When we started the Mahabhasya-project in 1967-eleven volumes have been printed so far, the last volume being Sthanivadbhavahnika, Part I, published in 1990, by the Bhandarkar Oriental Research Institute--, our idea was that we would be able to understand Panini better through studying Patanjali. But we have come to the conclusion that, apart from introducing a great deal of extraneous matter, especially from Mimamsa sources, in the interpretation of the Panini-sutras, Patanjali is often at a loss, how to construe Panini's intention. Therefore Patanjali's opinions can never replace our independent judgment regarding the interpretation of Panini, especially in the matter of anuvrtti and nivrtti, , and of conflict-solving procedures. Patanjali can only act as a guide to be critically followed, not as the final authority regarding the interpretation of the Astadhyayi. We have also come to the conclusion that to some extent, the Kasikavrtti has preserved an authentic Paninian tradition, independent of and different from the one followed by and established by Patanjali and his grammatical sources.
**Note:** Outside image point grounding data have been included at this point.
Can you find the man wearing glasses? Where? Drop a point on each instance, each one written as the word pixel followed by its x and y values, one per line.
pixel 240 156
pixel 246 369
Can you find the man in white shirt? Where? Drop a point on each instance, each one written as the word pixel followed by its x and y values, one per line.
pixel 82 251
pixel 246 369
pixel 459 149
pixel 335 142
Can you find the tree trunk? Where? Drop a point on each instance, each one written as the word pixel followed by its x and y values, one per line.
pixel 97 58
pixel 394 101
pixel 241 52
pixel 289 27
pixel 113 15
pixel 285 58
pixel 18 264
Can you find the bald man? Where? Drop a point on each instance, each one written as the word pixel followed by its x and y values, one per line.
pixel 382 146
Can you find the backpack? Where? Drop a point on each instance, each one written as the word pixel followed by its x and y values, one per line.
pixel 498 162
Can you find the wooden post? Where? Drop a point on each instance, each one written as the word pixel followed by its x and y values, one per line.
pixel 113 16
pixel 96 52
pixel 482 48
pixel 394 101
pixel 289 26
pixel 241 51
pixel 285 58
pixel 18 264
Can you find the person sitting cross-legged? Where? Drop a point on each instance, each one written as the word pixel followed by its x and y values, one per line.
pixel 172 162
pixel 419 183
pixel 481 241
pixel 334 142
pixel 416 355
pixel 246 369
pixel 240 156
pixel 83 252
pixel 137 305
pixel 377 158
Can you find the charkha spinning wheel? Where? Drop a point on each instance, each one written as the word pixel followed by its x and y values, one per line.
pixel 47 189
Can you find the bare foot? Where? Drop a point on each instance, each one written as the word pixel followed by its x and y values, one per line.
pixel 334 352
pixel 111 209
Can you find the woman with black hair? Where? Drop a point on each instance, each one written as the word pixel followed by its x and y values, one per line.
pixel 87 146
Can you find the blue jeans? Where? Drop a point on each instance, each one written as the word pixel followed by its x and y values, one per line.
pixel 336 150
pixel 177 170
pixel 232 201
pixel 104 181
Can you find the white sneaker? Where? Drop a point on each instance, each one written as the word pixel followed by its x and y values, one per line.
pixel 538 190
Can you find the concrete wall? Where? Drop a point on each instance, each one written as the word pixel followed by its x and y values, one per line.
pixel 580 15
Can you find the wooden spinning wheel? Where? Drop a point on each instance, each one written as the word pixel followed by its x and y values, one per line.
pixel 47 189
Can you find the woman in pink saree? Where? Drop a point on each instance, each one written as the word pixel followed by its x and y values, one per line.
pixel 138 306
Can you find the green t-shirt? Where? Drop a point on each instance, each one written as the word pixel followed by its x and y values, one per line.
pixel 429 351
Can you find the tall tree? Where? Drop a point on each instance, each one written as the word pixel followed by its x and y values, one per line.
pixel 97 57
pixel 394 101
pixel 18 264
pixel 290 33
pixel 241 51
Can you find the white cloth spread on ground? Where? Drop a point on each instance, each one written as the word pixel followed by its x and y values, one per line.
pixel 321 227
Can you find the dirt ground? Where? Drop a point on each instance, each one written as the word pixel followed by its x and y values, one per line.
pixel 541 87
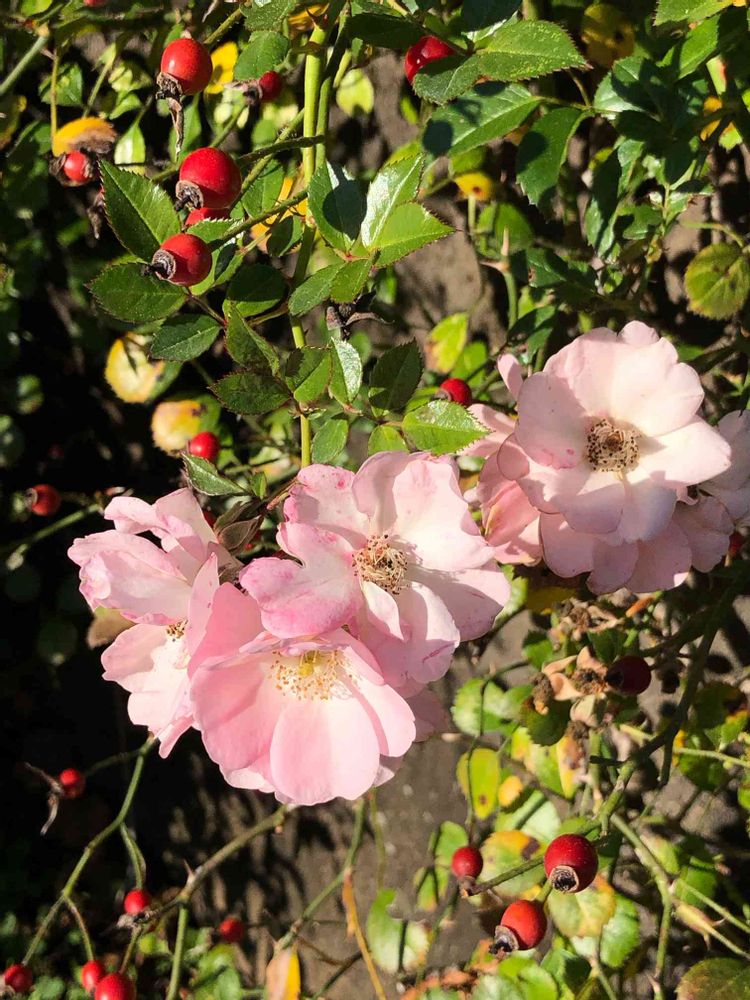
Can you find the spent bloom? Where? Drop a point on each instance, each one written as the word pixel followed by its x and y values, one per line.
pixel 392 552
pixel 165 590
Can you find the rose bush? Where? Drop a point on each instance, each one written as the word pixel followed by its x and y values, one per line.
pixel 403 347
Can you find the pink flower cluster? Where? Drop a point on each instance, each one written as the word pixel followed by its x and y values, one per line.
pixel 609 469
pixel 305 675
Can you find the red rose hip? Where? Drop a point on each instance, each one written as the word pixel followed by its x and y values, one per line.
pixel 271 84
pixel 19 977
pixel 91 975
pixel 183 259
pixel 425 51
pixel 205 445
pixel 136 901
pixel 571 863
pixel 115 986
pixel 523 926
pixel 43 500
pixel 467 862
pixel 629 675
pixel 456 390
pixel 209 178
pixel 231 930
pixel 73 782
pixel 186 64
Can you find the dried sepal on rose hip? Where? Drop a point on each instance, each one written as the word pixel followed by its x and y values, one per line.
pixel 185 69
pixel 183 259
pixel 523 926
pixel 571 863
pixel 209 178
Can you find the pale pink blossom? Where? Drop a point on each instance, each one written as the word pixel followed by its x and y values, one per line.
pixel 392 552
pixel 608 434
pixel 732 487
pixel 308 718
pixel 166 590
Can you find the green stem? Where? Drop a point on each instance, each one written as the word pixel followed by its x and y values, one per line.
pixel 179 950
pixel 34 49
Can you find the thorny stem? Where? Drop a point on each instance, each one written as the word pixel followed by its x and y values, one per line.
pixel 90 849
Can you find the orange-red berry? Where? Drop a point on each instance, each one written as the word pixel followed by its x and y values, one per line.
pixel 183 259
pixel 136 901
pixel 456 390
pixel 43 500
pixel 92 974
pixel 73 782
pixel 115 986
pixel 571 863
pixel 467 862
pixel 188 63
pixel 425 51
pixel 231 930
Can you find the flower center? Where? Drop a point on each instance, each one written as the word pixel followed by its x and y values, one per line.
pixel 313 675
pixel 378 563
pixel 610 448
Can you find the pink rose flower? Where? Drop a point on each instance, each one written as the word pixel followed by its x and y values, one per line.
pixel 608 434
pixel 166 590
pixel 732 487
pixel 391 551
pixel 310 719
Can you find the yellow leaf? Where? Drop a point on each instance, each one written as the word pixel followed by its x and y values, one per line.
pixel 283 977
pixel 131 374
pixel 174 423
pixel 94 133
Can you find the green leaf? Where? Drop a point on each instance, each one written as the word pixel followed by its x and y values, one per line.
pixel 256 289
pixel 478 774
pixel 717 281
pixel 394 184
pixel 687 10
pixel 478 14
pixel 543 151
pixel 329 441
pixel 350 279
pixel 395 944
pixel 265 51
pixel 206 479
pixel 307 372
pixel 314 289
pixel 140 213
pixel 524 50
pixel 184 338
pixel 583 914
pixel 346 371
pixel 395 376
pixel 385 439
pixel 442 427
pixel 408 228
pixel 268 14
pixel 716 979
pixel 446 342
pixel 133 297
pixel 444 79
pixel 263 193
pixel 376 27
pixel 337 205
pixel 489 112
pixel 246 345
pixel 250 392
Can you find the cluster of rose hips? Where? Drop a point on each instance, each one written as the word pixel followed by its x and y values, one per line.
pixel 570 863
pixel 116 985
These and similar considerations have led us to terminate our Mahabhasya project. The last volume in this project will be Sthanivadbhavahnika, Part II, the manuscript of which was ready for publication in 1989. We have decided to undertake a new project, namely, the translation and critical explanation of the Astadhyayi. It will differ greatly from the translations published by Bohtlingk, S. C. Vasu and Renou, and from the recent works by S. M. Katre (1987) and R. N. Sharma (Volume II, 1990). We hereby offer the first installment, the translation and explanation of adhyaya I, pada 1.
S. D. JoshiJ. A. F. Roodbergen
From the Introduction:
I. The present edition and explanation of the Astadhyayi
Why publish another edition of the text of the Astadhyayi (henceforth referred to as A.) and another translation? The short answer is that the present work differs from the rest in at least seven respects, as follows:
(1) Attention is paid to the interpretation of the multi-purpose particle in Panini's sutras. This has a direct bearing on the division of the rules, and, therefore, on their interpretation.
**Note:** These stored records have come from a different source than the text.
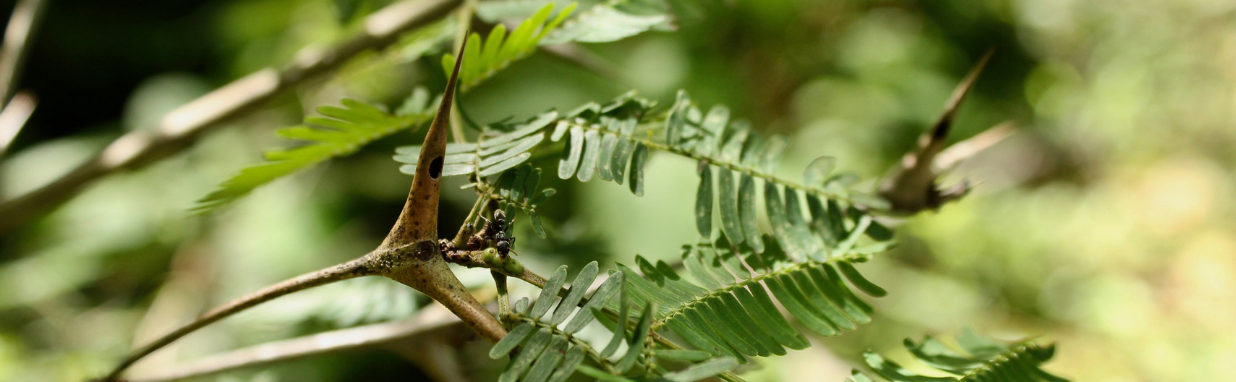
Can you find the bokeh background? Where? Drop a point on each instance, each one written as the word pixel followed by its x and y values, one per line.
pixel 1105 224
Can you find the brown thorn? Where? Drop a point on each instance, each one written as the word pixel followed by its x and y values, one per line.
pixel 424 268
pixel 941 129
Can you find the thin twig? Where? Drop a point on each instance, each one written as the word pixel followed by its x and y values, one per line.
pixel 362 266
pixel 16 43
pixel 14 116
pixel 429 319
pixel 184 125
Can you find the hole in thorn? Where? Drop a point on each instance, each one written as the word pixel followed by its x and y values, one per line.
pixel 435 168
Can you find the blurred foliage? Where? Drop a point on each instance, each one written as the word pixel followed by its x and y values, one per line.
pixel 1105 224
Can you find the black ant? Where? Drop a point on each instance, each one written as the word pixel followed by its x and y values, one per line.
pixel 493 230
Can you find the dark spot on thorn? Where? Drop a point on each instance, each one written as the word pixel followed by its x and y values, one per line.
pixel 435 167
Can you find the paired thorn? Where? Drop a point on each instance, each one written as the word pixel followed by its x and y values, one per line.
pixel 912 186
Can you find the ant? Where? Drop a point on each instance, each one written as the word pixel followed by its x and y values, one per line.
pixel 496 230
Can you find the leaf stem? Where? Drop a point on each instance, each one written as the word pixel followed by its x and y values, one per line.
pixel 361 266
pixel 184 125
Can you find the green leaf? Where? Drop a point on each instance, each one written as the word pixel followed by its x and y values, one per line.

(2) The conventions of anuvrtti and nivrtti of rules or parts of rules have been systematically applied. This also has a direct bearing on the interpretation of the rules.
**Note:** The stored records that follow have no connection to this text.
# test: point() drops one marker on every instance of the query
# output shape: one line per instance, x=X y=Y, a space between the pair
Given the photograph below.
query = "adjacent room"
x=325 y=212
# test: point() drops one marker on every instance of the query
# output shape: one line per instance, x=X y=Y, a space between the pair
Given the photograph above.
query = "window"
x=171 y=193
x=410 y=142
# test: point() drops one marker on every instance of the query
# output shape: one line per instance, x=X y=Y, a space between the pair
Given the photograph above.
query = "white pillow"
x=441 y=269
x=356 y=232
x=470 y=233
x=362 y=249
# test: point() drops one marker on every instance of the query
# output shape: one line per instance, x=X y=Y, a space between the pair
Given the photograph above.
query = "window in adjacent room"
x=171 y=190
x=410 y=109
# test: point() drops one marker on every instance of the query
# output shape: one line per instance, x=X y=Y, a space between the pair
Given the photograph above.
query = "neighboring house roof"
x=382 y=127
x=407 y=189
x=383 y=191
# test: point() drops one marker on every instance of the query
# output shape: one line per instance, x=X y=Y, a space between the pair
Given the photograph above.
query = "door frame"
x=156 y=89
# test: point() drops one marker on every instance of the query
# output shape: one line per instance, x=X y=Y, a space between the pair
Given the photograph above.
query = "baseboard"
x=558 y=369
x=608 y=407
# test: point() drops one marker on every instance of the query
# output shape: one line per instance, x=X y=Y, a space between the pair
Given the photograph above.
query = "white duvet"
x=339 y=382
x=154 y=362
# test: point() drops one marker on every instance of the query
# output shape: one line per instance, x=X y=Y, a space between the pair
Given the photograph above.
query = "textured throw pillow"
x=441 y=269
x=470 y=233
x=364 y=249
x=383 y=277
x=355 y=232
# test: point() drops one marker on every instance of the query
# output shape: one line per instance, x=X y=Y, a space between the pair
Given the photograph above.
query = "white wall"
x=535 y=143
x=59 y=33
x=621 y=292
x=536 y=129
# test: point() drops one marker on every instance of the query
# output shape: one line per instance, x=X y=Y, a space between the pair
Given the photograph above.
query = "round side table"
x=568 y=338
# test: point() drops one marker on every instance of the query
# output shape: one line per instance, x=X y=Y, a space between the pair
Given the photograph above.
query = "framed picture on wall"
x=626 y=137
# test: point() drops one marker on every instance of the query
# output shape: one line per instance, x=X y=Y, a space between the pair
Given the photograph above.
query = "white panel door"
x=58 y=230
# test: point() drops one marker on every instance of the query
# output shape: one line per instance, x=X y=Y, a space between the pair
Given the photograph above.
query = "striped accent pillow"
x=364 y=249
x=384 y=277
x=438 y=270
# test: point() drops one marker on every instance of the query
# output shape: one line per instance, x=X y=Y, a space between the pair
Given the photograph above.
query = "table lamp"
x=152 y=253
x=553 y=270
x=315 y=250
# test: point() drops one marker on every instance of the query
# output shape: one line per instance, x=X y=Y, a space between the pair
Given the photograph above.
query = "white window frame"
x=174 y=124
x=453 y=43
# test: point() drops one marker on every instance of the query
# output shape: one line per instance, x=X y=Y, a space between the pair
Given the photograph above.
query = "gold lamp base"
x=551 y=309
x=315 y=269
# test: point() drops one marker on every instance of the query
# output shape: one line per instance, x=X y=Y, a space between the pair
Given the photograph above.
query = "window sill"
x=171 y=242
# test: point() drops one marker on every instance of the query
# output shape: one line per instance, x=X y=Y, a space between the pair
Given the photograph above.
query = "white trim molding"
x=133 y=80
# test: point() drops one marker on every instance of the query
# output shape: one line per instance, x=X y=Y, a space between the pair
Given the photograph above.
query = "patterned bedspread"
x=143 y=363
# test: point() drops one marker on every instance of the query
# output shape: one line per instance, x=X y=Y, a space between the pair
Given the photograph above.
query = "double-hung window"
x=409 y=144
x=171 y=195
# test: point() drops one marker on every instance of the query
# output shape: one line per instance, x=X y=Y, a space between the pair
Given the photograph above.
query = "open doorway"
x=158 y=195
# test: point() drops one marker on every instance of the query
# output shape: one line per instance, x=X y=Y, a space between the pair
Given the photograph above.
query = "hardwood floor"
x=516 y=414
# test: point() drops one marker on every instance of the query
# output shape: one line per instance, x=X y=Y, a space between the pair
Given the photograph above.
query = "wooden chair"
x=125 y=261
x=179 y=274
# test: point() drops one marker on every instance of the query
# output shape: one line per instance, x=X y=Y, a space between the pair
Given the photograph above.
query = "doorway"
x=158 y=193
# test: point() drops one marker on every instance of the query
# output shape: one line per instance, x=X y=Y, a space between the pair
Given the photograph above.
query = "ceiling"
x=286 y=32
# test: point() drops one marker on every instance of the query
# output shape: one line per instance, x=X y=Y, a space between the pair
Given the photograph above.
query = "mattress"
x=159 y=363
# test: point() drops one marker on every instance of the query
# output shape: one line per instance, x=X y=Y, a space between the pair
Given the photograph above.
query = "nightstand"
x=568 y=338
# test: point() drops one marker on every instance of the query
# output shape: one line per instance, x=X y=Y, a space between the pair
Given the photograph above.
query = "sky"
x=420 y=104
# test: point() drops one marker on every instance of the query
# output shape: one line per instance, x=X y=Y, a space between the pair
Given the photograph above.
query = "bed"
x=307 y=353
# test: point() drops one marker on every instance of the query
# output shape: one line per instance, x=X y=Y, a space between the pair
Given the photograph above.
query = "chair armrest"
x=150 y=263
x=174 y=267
(3) On the basis of (1) and (2) an attempt is made to identify interpolations and historical layers in the text of the A. as presented by the KV and followed by all Indian and Western editors.
(4) Examples for rules are checked wherever possible against attested usage outside grammatical literature. Here the work done by the Deccan College Sanskrit Dictionary project proved to be very useful.
(5) As regards conflict-solving procedures adopted in the A. tradition has both confused and multiplied conventions (paribhasas). This led to the phrasing of exceptions and counter-exceptions to the point that nearly anything goes, somewhat like what happened to Marxist doctrine. In the present work these procedures have been re-defined and provided with a clear domain of their own. They have also been simplified. Both the re-definition and the simplification have been carried out on the basis of a strict interpretation of the A. itself.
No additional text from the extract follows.